Markus Vogel fährt beim Weißen Rausch vorne mit
In der Schlusskurve den Sieg verschenkt

Markus Vogel (rechts) mit Peter Lechner, dem Sieger des Rennens in Sankt Anton. Bild: whü
(whü) Ein Ausrutscher in der Zielkurve kostet Markus Vogel den Sieg beim Weißen-Rausch-Rennen in St. Anton am Arlberg. Der Windischenlaibacher absolvierte das Rennen in der Gruppe der Monoskifahrer. Dabei ging es am Abend des vorletzten Skitags der Saison aus 2800 Metern eine zehn Kilometer lange Strecke über teils kaum präparierte Pisten bis hinunter nach St. Anton.

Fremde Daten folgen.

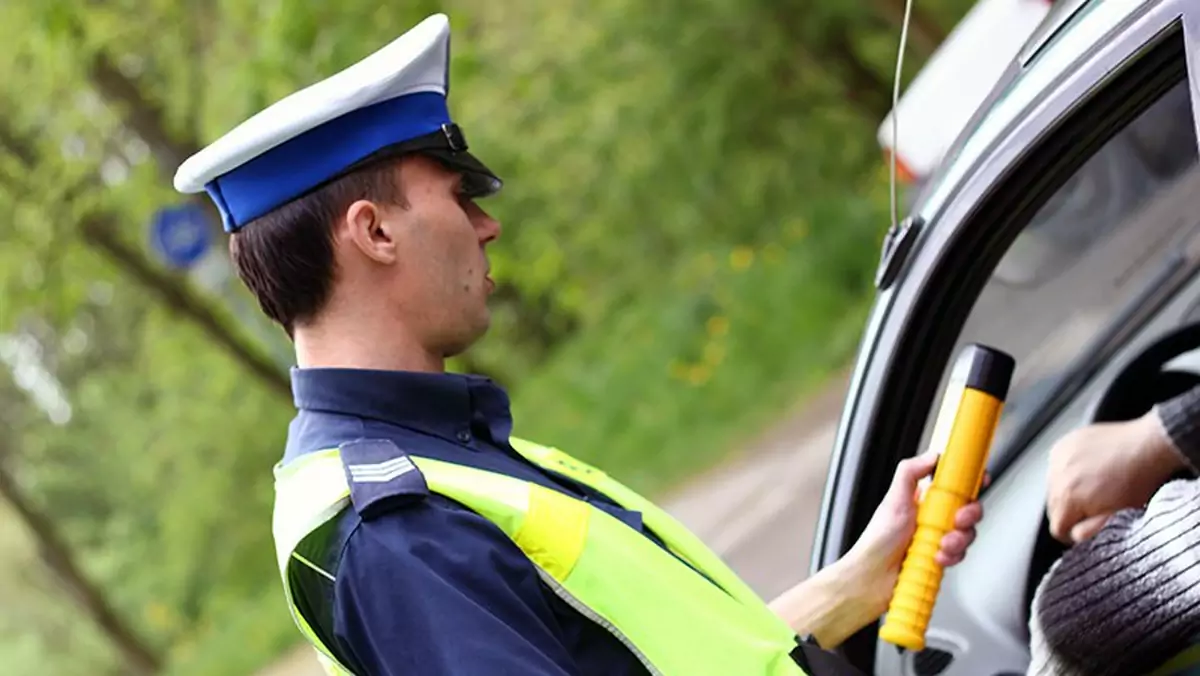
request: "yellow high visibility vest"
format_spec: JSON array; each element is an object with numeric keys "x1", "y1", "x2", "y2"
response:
[{"x1": 271, "y1": 436, "x2": 809, "y2": 675}]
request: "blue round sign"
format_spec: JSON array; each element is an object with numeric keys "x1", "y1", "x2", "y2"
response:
[{"x1": 150, "y1": 203, "x2": 211, "y2": 269}]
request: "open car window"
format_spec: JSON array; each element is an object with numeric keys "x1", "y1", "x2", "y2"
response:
[{"x1": 917, "y1": 78, "x2": 1200, "y2": 471}]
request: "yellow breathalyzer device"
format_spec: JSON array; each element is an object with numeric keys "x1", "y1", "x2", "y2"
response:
[{"x1": 878, "y1": 343, "x2": 1014, "y2": 652}]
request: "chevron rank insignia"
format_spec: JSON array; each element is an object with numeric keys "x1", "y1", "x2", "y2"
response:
[{"x1": 339, "y1": 438, "x2": 429, "y2": 518}]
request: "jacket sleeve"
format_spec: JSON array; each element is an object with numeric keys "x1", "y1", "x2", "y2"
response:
[
  {"x1": 1026, "y1": 477, "x2": 1200, "y2": 676},
  {"x1": 1156, "y1": 384, "x2": 1200, "y2": 471},
  {"x1": 330, "y1": 496, "x2": 582, "y2": 676}
]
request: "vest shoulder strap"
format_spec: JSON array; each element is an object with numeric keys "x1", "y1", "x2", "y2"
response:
[
  {"x1": 507, "y1": 436, "x2": 766, "y2": 609},
  {"x1": 272, "y1": 448, "x2": 356, "y2": 675},
  {"x1": 273, "y1": 442, "x2": 443, "y2": 676}
]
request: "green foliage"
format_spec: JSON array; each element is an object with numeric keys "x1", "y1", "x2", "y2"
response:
[
  {"x1": 1, "y1": 272, "x2": 295, "y2": 669},
  {"x1": 509, "y1": 187, "x2": 884, "y2": 494},
  {"x1": 0, "y1": 0, "x2": 968, "y2": 673}
]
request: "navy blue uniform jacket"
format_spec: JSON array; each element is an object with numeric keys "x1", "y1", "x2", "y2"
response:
[{"x1": 283, "y1": 368, "x2": 861, "y2": 676}]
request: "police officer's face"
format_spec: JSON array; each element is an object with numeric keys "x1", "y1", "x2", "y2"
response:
[{"x1": 384, "y1": 156, "x2": 501, "y2": 356}]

Dieses Jahr starteten knapp 600 Skiläufer unterschiedlicher Disziplinen nacheinander in drei Gruppen vom Halbrund unterhalb der Bergstation der Valluga. Im Massenstart stürzten sie sich in Richtung Tal, um kurz darauf die erste Schikane zu erreichen, einen gut 200 Meter langen Anstieg über 60 Höhenmeter.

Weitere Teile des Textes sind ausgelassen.